In typing that last excerpt, I realized that what makes Chabon's writing so good is how specific he is. He doesn't just say "We throw it in the trash and make sure it is buried deep." He describes the art ("laboriously stapled paper-plate-and-dried-bean maraca"--who among us has NOT made one of these or had one given to us?) and the trash ("the collapsed packaging from a twelve-pack of squeezable yogurt"). It is this specificity and detail that delights me and creates such memorable and relatable writing.

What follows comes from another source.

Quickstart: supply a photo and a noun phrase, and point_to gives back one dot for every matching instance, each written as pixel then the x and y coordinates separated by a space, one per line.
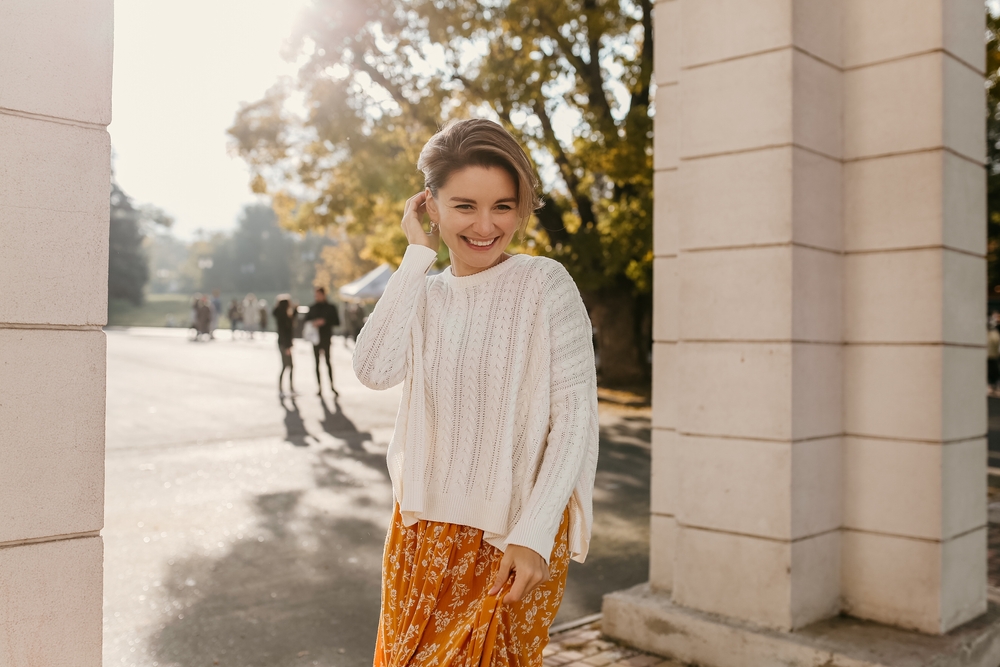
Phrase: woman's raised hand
pixel 413 225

Yet I think Chabon's true genius is taking a specific event like dealing with the flood of artwork from your children and turning it into a deeper, more philosophical musing. Consider the end of the essay excerpted above:
The truth is that in every way, I am squandering the treasure of my life. It's not that I don't take enough pictures, though I don't, or that I don't keep a diary, though iCal and my monthly Visa bill are the closest I come to a thoughtful prose record of events. Every day is like a kid's drawing, offered to you with a strange mixture of ceremoniousness and offhand disregard, yours for the keeping. Some of the days are rich and complicated, others inscrutable, others little more than a stray gray mark on a ragged page. Some you manage to hang on to, though your reasons for doing so are often hard to fathom. But most of them you just ball up and throw away.

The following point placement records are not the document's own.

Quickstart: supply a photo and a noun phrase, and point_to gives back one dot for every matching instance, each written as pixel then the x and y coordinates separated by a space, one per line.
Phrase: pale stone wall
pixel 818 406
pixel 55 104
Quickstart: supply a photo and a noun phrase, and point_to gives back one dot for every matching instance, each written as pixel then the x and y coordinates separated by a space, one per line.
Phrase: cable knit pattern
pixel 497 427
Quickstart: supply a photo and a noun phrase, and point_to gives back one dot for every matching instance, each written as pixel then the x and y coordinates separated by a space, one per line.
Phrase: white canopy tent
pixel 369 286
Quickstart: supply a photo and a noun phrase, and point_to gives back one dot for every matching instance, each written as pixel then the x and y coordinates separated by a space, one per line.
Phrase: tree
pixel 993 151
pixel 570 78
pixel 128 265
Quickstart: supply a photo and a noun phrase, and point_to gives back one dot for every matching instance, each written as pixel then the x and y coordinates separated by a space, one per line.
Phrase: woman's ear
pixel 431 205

I wish I could keep going; I must have marked at least 30 other passages that I thought were particularly memorable or amazing or just spoke to me. Like his essay "Radio Silence," which talks about how listening to the radio can suddenly make you a time traveler--winging you back to the first moment you heard that song.
I had every intention of giving this book away for a giveaway when I was done with it, but I can't. This is a keeper. This is a book I want to keep close by: to dip into when I need to be reminded what good writing is, or when I face the inevitable moment when my son asks me about my past and I need to walk the same tightrope Chabon does when his kids ask him whether he's ever tried drugs1, or when I just want to relax and revel in what a gifted writer can do with English language.